経営再建を進めてきたタイ国際航空(THAI)の株に、強い売り圧力がかかっている。経営破綻後の債務を株式に振り替えた債権者が、手にした大量の株を売り始めたためで、株価は急落した。燃料価格の上昇も重なり、再建の総仕上げを前に株式市場での試練が続いている。
債権者の株式放出が下落を招く
タイ航空は、コロナ禍で経営破綻したのち、裁判所の管財下で債務を整理してきた。その過程で、債権者は貸付金の一部を新株(債務の株式化)として受け取っている。これらの株がまとまって市場に放出されると、需給が一気に崩れる。

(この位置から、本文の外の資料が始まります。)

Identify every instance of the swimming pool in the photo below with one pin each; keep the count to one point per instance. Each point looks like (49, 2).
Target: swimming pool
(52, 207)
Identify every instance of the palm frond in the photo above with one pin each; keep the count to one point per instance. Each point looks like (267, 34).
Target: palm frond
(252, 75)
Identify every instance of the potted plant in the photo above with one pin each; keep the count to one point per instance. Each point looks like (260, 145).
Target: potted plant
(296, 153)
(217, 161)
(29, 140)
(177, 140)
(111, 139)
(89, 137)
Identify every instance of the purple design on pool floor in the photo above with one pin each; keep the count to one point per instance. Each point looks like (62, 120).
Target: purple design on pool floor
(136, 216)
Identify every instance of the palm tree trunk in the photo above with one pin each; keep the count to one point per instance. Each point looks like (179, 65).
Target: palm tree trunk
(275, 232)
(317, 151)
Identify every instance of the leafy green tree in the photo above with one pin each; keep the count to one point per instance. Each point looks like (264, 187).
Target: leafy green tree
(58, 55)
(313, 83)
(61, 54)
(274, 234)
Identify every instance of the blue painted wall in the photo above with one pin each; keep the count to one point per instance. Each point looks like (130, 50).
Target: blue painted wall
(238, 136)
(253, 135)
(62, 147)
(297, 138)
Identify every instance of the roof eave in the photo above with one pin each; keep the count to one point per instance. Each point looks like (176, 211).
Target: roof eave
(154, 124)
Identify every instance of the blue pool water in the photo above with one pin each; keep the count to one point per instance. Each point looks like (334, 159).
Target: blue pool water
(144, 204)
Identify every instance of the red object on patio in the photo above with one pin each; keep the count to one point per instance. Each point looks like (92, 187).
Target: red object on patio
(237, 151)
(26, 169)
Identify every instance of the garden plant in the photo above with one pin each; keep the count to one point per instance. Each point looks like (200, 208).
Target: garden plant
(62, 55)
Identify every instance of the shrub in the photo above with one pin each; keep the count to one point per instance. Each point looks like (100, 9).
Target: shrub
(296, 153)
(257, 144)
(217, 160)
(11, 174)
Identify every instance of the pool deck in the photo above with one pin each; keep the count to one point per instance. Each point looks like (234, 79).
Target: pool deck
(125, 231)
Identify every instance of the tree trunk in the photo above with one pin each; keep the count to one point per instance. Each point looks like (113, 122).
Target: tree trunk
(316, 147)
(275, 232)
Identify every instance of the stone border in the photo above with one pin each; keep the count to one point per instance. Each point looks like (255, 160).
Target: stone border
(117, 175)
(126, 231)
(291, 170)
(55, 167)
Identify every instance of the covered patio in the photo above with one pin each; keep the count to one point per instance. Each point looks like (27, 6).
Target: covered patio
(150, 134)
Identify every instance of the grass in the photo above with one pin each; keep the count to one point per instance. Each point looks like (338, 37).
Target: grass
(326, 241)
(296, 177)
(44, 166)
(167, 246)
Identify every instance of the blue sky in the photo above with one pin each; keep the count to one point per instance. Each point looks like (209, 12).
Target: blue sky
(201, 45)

実際、債権者が第1弾としておよそ66億株を売却した際には、タイ航空の株価が11%急落したと伝えられている。市場では「まだ序章にすぎない」との見方も出ている。
7割の株が8月にロック解除
さらに重しとなるのが、売却制限(ロックアップ)の期限である。発行済み株式のおよそ7割にあたる約198億株が、8月3日以降に売却制限を解かれる予定で、大量の株が市場に出てくる「需給の重し」への警戒が広がっている。

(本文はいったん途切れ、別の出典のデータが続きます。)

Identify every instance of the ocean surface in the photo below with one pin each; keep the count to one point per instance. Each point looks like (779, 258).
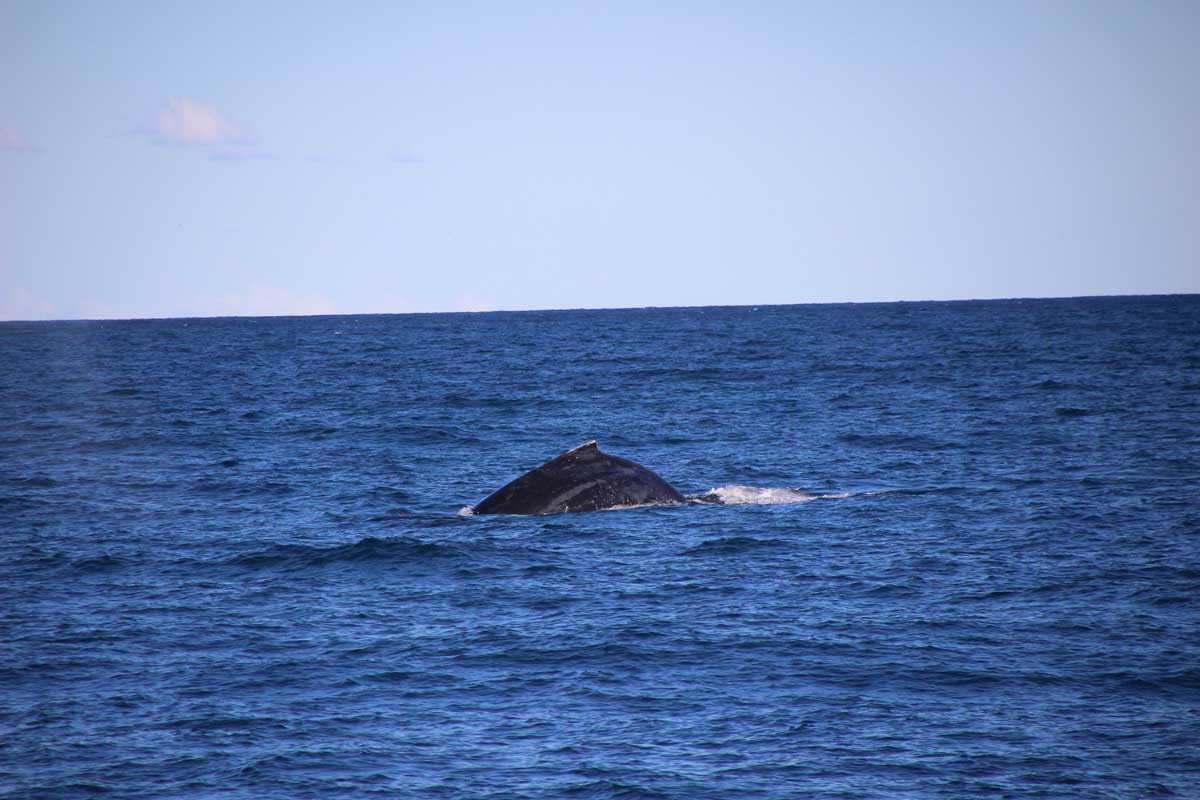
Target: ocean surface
(957, 554)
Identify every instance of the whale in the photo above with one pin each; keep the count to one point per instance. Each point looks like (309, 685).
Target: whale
(582, 479)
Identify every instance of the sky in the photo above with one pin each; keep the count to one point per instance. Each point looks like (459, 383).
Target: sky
(231, 158)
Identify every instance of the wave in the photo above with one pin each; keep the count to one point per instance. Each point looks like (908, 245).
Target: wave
(738, 494)
(391, 551)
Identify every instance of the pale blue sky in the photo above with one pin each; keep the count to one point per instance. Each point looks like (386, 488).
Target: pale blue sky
(165, 158)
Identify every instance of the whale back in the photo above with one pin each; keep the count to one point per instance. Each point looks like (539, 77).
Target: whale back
(583, 479)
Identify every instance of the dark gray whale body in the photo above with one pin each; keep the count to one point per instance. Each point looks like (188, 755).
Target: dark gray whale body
(582, 479)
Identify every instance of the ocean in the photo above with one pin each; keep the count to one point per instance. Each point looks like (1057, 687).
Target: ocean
(957, 554)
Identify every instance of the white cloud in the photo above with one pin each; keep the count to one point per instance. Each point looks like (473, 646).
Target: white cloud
(12, 140)
(186, 121)
(21, 304)
(473, 302)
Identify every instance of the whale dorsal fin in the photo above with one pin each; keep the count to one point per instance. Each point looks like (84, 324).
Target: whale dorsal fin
(587, 446)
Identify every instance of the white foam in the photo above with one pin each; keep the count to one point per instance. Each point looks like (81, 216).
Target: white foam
(738, 494)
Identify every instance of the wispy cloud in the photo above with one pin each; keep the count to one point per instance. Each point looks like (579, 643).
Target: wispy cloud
(186, 121)
(262, 300)
(13, 142)
(21, 304)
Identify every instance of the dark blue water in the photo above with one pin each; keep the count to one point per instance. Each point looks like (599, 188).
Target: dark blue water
(960, 555)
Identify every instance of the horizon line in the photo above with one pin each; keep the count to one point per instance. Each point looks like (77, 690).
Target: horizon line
(576, 308)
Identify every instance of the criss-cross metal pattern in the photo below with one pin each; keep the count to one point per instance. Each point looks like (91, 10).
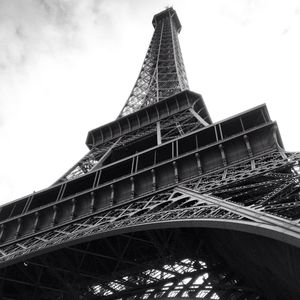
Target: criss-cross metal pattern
(171, 127)
(123, 238)
(274, 178)
(163, 73)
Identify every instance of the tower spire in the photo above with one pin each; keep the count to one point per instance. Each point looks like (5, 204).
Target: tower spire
(162, 74)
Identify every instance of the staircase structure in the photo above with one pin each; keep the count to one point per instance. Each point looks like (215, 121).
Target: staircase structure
(166, 204)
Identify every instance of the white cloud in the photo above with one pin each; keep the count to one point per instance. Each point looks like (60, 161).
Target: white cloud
(68, 66)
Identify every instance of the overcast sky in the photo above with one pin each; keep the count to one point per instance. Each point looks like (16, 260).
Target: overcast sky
(68, 66)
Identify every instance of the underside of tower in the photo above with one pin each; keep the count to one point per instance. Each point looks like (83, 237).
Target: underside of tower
(166, 204)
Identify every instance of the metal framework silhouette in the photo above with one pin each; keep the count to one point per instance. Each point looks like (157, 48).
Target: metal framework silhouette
(166, 204)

タイの英字メディア、タイ・エグザミナーによると、今週木曜にも5億6,500万株(約33億9,000万バーツ、約166億円)が割引価格で売り出されるとの観測も出ているという。
燃料高も逆風、再建の総仕上げへ
株式の需給に加え、足元では航空燃料の価格上昇も収益の逆風になっている。タイ航空は債務整理計画の総仕上げとして大型の増資も計画しており、株式の供給増と業績の不透明感が、当面の株価の重しになりそうだ。
タイ航空は日本路線も多く運航する、日本の旅行者にもなじみ深い航空会社である。経営の立て直しが株式市場でどう評価されるかは、今後の路線網やサービスを占ううえでも注目される。